Bloomin’ great pic, half
of Halliwell’s mind being better than none at all, led by Liam Redmond.
The given date
for Plan X23 is a curious anticipation of Seven
Days in May (dir. John Frankenheimer). As in The Ipcress File (dir. Sidney J. Furie), behind enemy lines in
London. At Battersea Power Station, The Man Who Knew Too Much (dir. Alfred
Hitchcock).
“Commander
Brennan, are you seriously expecting me to believe that you came here at two in
the morning to discuss the comparative merits of the utility household utensils
of Ancient Greece with those of today?”
“No,”
furthermore, “whenever people have known the light, they don’t
tolerate the darkness for very long,” and, “twisting the
lion’s tail,” etc.
Sailor of the King
Having the girl
in 1916 and letting her slip, making damn well bloody sure in 1940 that she
doesn’t get away.
The use of
imagery is related to Mayo’s Crash Dive and Asquith’s We
Dive at Dawn, it left Bosley Crowther of the New York Times rather
seasick, “it is our notion that the moral is not made clear.”
The two endings
serve a very distinct artistic purpose that Crowther was not prepared to
receive, though he did note how well Boulting filmed the thing.
Originally and in
the UK Singlehanded.
Run for the Sun
Nichols and
Boulting write an exceptionally detailed screenplay that is answered by the
latter’s location filming, but Richard Connell gets the lion’s
share of critics’ interest most peculiarly.
“Tame
remake of The Most Dangerous Game with Count Zaroff replaced by Lord
Haw-Haw” (Halliwell’s Film Guide).
“Pic is
based on Richard Connell’s story The Most Dangerous Game, but there is
virtually no resemblance to that old thriller in the final results” (Variety).
“Never
really gets to grips with the grotesquerie of the original story” (Time
Out Film Guide).
Et cet’ra,
et cet’ra, as Mustafa Guz would say.
The war
correspondent dropped with the airborne just before D-Day who lost his wife to
another man on safari and no longer writes novels but loafs and fishes in
Mexico is hunted down by a lady “news mag staffer” (Variety)

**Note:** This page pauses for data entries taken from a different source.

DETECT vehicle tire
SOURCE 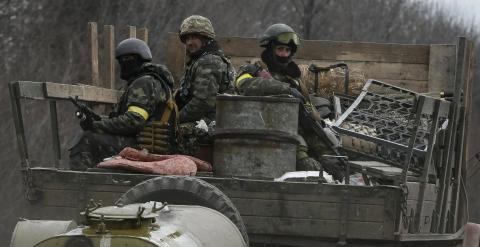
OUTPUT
[116,176,249,245]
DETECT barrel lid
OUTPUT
[217,94,300,103]
[87,202,164,219]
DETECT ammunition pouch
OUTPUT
[137,99,178,154]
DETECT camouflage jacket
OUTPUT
[235,59,308,96]
[176,51,235,123]
[93,63,173,135]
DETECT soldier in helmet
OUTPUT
[175,15,235,154]
[70,38,174,170]
[235,23,340,178]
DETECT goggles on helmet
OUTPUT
[277,33,300,46]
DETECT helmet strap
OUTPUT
[118,55,145,82]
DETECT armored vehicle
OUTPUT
[10,24,473,246]
[10,202,247,247]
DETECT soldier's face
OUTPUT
[185,34,202,53]
[275,45,292,57]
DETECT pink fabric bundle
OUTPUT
[97,147,212,175]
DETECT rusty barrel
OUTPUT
[213,95,300,178]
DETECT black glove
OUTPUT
[80,117,93,131]
[290,87,305,104]
[238,63,262,77]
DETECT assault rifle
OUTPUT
[68,96,102,121]
[300,103,350,184]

on the sly, her magnetic notebook steers the compass wrong, they crash in the
jungle and must escape a pair of villains holed up there, a British traitor and
his brother-in-law, a Nazi war criminal.
The writer
dragging the mag staffer through the jungle is a fine sight, Lang’s Man
Hunt is pressed into service most effectively.
Carlton-Browne of the F.O.
The most
intricate analysis of the screenplay makes the title character of nominal
interest, the hero is the King of Gaillardia, how he defeats a plot against the
throne, marries Princess Ilyena, unifies the country and restrains Soviet
influence.
It is true that
C.-B. is not much help, neither is the Foreign Minister, but it’s the
analysis of Gaillardia that is of utmost interest, unfailingly accurate and
therefore perfectly funny.
The best critics,
or the more prominent ones, have tended to regard this as a general rather than
a specific satire, sending up the British. The Foreign Office is just another
bureaucracy, ancient fun, when it comes to grips with the island nation and the
place is understood as it really is, that’s the real humor of the piece.
Directed with
Jeffrey Dell.
Twisted Nerve
The suggestion is
that the psychopath is as helpless as the mongoloid idiot.
A right little
bastard kills his stepfather the banker with a pair of scissors in the family
garage, having slipped away from the boarding house where he hides under an
assumed name and pretends to be a mental defective, a man with a childish mind.
Another boarder
hawks films for a living, which effectively characterizes the sort of satire
this is.
Howard Thompson
of the New York Times was shocked.
Sheer artistry
accounts for the near-evocation of Psycho (“Roy Boulting lacks the
subtleties of a Hitchcock”, Variety reported). There is an odd
similarity to Altman’s That Cold Day in the Park. The score is by
Bernard Herrmann (the “Georgie” theme, heard throughout in various
arrangements, is the first four notes of “Jeepers Creepers”).
Halliwell’s
Film Guide (and the Illustrated
London News) tried laboriously to downplay it.